トラックファンドは節税効果が狙える投資商品。仕組みや利回りを解説

share:

#税金・節税 #用語解説 #投資の仕組み・スキーム

現在、新たな投資手法として運送会社にリースをする大型のトレーラーやトラックに投資する トラックファンド(モビリティファンド) に注目が集まっています。この記事では、トラックファンドの特徴や注目される理由について詳しく解説していきます。

トラックファンド(モビリティファンド)とは?

トラックファンドは事業型ファンド の1つで、投資家から集めた資金をもとに購入したトラックやトレーラーを運送会社にリースし、そのリース料を配当とする金融商品です。「トラックファンド」という言葉は株式会社リアライズコーポレーションの商標で、同様の金融商品にモビリティファンドがあります。「モビリティファンド」は、株式会社クラウドファンディングの商標です。

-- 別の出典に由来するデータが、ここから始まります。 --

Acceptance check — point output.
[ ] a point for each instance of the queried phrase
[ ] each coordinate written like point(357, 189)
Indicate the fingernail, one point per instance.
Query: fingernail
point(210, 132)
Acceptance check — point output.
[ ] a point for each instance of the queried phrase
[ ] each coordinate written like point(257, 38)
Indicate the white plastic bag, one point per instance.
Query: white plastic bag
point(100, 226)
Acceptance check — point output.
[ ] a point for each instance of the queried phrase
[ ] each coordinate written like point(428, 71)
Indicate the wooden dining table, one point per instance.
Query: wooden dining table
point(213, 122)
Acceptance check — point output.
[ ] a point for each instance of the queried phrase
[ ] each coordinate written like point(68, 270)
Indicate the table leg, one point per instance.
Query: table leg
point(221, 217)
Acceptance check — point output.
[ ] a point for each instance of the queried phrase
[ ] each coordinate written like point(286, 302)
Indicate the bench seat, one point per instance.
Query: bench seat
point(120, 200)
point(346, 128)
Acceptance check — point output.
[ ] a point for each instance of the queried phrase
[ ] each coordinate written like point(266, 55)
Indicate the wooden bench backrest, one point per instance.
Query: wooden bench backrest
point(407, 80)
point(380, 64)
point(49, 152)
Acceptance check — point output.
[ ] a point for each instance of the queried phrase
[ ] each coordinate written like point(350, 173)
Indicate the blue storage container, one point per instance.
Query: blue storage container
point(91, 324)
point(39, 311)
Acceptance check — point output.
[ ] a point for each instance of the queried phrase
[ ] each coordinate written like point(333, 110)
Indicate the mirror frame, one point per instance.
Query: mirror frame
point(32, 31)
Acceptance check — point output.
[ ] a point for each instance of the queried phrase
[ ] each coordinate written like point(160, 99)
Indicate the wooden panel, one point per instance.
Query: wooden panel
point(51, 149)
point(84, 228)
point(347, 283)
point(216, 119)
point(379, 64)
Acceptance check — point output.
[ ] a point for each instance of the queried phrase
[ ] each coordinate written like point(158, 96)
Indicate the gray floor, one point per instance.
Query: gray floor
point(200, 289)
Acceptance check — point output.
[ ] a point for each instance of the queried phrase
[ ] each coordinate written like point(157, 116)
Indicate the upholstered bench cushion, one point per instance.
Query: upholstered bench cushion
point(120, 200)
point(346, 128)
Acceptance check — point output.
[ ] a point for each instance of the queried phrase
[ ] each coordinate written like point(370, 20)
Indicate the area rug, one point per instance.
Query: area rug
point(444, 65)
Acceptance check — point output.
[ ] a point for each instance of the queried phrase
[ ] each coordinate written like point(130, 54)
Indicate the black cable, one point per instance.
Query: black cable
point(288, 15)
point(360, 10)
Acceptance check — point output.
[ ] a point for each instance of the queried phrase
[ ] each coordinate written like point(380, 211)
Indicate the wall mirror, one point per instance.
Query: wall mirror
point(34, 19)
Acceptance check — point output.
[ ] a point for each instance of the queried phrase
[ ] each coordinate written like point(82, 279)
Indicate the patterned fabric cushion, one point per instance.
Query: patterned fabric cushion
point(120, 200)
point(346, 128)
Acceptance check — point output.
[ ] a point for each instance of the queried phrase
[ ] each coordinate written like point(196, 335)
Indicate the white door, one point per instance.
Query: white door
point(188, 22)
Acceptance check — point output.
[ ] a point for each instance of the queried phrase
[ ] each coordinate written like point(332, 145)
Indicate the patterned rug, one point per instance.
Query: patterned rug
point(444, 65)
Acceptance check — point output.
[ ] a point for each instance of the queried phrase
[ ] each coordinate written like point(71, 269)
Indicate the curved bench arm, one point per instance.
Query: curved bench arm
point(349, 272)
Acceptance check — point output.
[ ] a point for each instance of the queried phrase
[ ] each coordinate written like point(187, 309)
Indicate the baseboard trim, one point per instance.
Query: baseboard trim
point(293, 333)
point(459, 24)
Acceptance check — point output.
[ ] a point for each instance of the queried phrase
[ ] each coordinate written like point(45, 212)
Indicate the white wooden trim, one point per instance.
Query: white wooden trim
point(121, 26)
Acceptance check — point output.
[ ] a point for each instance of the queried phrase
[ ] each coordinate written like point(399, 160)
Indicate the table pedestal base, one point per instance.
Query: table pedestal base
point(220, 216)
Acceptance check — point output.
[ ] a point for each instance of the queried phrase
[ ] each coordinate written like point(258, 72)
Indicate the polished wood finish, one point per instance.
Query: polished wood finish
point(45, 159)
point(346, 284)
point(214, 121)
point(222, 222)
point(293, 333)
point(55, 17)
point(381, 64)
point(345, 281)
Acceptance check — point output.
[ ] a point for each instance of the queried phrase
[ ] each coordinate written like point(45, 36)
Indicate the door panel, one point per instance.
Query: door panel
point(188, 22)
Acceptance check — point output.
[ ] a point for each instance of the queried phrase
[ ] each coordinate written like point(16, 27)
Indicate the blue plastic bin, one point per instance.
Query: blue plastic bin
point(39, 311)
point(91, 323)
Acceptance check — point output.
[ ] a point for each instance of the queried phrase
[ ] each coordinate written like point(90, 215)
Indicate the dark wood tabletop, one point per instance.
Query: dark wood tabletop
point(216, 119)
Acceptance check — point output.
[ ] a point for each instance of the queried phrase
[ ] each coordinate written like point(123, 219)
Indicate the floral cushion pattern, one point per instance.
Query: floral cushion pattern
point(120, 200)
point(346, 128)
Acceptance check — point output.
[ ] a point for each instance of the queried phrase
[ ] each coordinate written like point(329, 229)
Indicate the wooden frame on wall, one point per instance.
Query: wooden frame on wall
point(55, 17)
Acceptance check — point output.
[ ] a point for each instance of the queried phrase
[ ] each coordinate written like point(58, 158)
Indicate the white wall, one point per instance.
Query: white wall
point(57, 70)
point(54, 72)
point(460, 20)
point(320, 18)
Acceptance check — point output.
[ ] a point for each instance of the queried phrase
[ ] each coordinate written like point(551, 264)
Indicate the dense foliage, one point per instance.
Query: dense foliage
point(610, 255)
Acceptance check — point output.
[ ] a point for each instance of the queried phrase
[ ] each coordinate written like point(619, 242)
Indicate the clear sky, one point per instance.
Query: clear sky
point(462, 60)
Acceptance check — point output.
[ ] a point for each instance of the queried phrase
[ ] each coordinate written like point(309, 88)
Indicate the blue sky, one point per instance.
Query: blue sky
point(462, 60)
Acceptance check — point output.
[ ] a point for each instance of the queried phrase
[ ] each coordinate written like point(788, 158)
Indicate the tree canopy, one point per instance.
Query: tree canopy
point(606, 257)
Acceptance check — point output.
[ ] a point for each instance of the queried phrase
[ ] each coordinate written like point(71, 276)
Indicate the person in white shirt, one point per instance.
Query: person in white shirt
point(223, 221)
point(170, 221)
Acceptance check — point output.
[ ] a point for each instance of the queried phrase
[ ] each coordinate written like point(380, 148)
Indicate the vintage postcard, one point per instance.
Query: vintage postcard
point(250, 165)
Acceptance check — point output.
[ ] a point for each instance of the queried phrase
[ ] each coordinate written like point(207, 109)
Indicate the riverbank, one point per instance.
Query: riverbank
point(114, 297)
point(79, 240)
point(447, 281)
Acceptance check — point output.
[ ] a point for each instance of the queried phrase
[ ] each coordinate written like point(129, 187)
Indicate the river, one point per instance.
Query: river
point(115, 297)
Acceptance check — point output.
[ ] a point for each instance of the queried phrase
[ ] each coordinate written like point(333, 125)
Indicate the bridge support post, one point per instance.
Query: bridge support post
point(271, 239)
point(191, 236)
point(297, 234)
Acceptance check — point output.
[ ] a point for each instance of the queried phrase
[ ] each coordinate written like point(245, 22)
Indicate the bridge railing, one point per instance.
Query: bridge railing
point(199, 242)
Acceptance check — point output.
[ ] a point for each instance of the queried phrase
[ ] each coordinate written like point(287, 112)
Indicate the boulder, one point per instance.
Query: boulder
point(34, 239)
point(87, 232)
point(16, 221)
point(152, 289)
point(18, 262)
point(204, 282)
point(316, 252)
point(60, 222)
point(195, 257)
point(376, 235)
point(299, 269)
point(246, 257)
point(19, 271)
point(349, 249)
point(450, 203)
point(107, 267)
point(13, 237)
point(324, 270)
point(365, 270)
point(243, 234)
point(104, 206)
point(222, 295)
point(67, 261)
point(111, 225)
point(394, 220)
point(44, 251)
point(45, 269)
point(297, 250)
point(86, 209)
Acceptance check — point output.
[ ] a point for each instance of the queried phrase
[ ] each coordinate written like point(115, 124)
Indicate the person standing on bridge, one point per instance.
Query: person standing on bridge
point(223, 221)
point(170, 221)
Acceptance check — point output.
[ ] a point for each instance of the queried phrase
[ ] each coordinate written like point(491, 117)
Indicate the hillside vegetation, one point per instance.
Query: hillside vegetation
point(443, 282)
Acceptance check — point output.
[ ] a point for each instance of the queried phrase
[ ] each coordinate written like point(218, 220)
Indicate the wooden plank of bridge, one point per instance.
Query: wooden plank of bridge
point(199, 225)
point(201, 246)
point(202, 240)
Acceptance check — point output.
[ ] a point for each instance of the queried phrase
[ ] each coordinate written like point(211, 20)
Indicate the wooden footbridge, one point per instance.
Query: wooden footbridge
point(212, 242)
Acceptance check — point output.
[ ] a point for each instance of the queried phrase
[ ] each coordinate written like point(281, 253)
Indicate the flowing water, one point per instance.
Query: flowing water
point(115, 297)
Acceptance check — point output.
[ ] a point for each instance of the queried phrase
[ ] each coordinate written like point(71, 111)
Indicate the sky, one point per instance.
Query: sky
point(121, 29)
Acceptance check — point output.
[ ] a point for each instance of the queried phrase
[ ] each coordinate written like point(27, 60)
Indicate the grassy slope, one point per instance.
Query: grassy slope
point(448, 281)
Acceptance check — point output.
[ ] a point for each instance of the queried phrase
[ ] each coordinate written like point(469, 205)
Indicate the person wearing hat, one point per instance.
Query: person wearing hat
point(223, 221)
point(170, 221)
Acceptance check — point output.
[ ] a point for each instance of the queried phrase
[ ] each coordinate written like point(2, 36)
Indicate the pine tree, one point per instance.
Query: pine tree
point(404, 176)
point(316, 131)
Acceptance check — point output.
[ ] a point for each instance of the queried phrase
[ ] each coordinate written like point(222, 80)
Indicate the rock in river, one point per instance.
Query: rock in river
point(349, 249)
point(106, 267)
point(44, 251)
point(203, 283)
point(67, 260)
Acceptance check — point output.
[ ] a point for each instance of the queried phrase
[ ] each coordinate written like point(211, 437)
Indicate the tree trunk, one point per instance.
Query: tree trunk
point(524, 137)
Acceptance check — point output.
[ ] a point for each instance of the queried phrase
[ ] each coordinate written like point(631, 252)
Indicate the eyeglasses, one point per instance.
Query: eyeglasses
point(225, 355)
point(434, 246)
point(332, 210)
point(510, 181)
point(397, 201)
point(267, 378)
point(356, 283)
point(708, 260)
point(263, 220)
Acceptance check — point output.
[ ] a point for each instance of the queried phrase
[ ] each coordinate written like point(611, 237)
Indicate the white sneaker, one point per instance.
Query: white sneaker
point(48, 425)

トラックファンド(モビリティファンド)が注目される背景

トラックファンドは節税に効果的な投資商品トラックやトレーラーを投資対象とするトラックファンドは、近年のEC市場の拡大を理由に注目が集まっています。経済産業省が行った「令和3年度デジタル取引環境整備事業(電子商取引に関する市場調査)」によれば、令和3年のEC市場規模はBtoC(消費者向け電子商取引)で20.7兆円、BtoB(企業間電子商取引)で372.7兆円となっています。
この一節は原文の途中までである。